Machado Joseph Disease (MJD) is an incurable illness. Even though it's rare in Australia, it can be found in several remote Indigenous communities. In fact, remote communities in the Northern Territory now have the highest rates of MJD worldwide.
“It’s a cruel disease, it affects people’s muscles... it affects your speech, your mobility, swallowing, eyesight and continence,” health worker and MJD sufferer Julie Wunungmurra says.
The condition causes nerve cells to die prematurely. It leads to muscular weakness which eventually progresses to a total lack of voluntary control. Sufferers end up wheelchair-bound with significant permanent physical disabilities.
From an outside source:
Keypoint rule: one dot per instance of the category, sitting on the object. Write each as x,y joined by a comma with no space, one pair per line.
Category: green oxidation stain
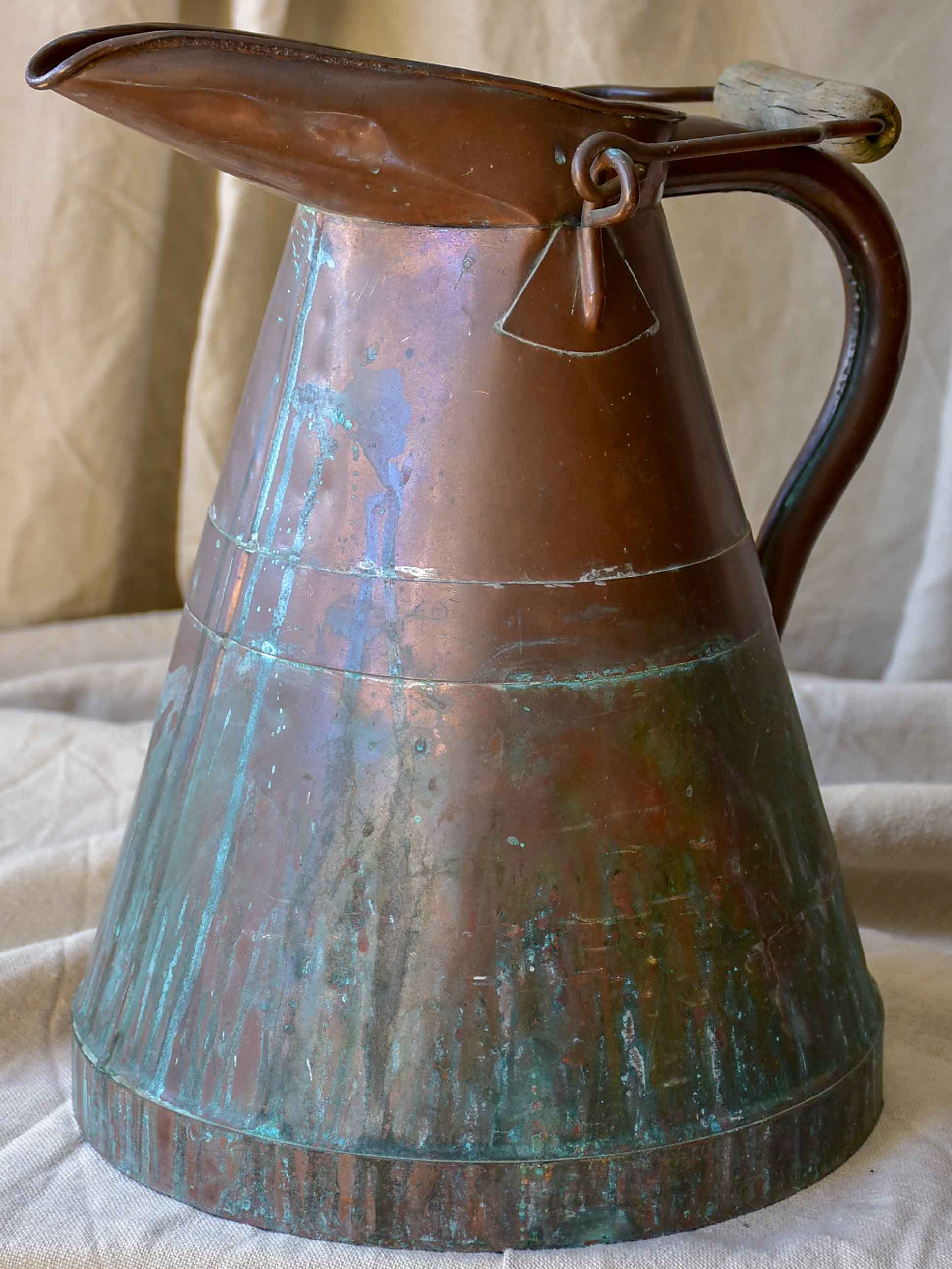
626,998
Because MJD is a condition mostly found in remote pockets of Northern Australia, many people, including health workers, don't know much about it.“You go to doctors and you talk to them about MJD and they don't know about this disease, and then you go and see another doctor and no one knows about it,” Ms Wunungmurra says.
The panel at the MJD Online E-learning Module launch shared their experiences with the disease as well as worrying statistics. Source: NITV News/Elliana Lawford
But now, a new online eLearning module has been developed to create awareness of the disease, so sufferers can enjoy a better service delivery.
“Because MJD is an extremely rare condition … and it's not seen particularly widely outside the Indigenous communities, most health professionals would not be familiar with it and they certainly wouldn't have had any coverage of this in their basic training,” Doctor Tony Austin from Remote Area Health Corps says.
“When we recruit health professionals to come and work in the Territory either as part of the permanent workforce, or part of the locum force, we will be directing them to this online module and saying, 'guys, if you're working in these areas where there is a prevalence of this disease, you need to be across this information'.”
The eLearning module, developed by Remote Area Health Corps (RAHC) and the MJD Foundation, is an interactive MJD explainer designed for doctors, nurses, and carers. It can be accessed by anyone anywhere, and remote health workers say it's desperately needed.
“Because often with rare conditions there is a delay in diagnosis, people think of everything else but, and so they go down the wrong paths, they make the wrong investigations, or they start inappropriate treatments and that delays the patient from getting the care that really will be useful to them,” Doctor Tony Austin says.
“And so that's why it's important for us to have the module and get people thinking about it and always have in the back of their mind when something isn't adding up that maybe this could be MJD.”
The MJD Foundation has praised the accessibility of the online tool.
“I think especially in remote communities there's so many barriers already to service provision that it's costly. There's a high turnover of staff, so anything that we can do to have a resource that's on tap, that's ready for those new people coming through, I think will benefit everyone,” The MJD Foundation’s Chief Executive, Nadia Lindop says.
“People can also go back to [the module] at any time that they need it, they might know they’re about to see a patient for the first time with MJD and so they can prepare for that."
Sufferers have also welcomed the tool. They hope it helps tackle the emotions that are triggered by the diagnosis.
“The diagnosis affects you a lot emotionally because you’re shamed, and you think, ‘why is it my family that has got this disease?’
“This tool is a good thing, it's an eye opener, it's opening the doors as well so my family and my people can get a lot of support and help,” Ms Wunungmurra says.
About the disease
MJD is an inherited, autosomal dominant disorder. This means MJD sufferers may pass the defective gene on to their children, who will then have a 50% chance of developing the disease.
The gene then mutates when it is passed to the next generation, making the disease harder to manage. Symptoms of the disease appear around 8-10 years earlier, and are more severe.
Ms Wunungmurra thinks more awareness will help sufferers realise they are not alone.
“I would like to send a message to the families that are suffering from this disease; you are not alone, we are here to help you and stay strong for longer.”
It is believed the disease entered Australia through trading relationships between the Aboriginal people of Arnhem Land and the Macassan people of Indonesia.
There is no known cure for the disease. Life expectancy ranges from the mid-thirties, for those with severe forms of MJD, to a normal life expectancy for those with mild forms. Most sufferers are wheelchair-bound and fully dependent on others within 10-15 years of the first symptoms emerging.
Although it is impossible to predict the number of people who will develop MJD, there are currently around 550 people alive today thought to be “at risk” of developing the disease across Northern Australia.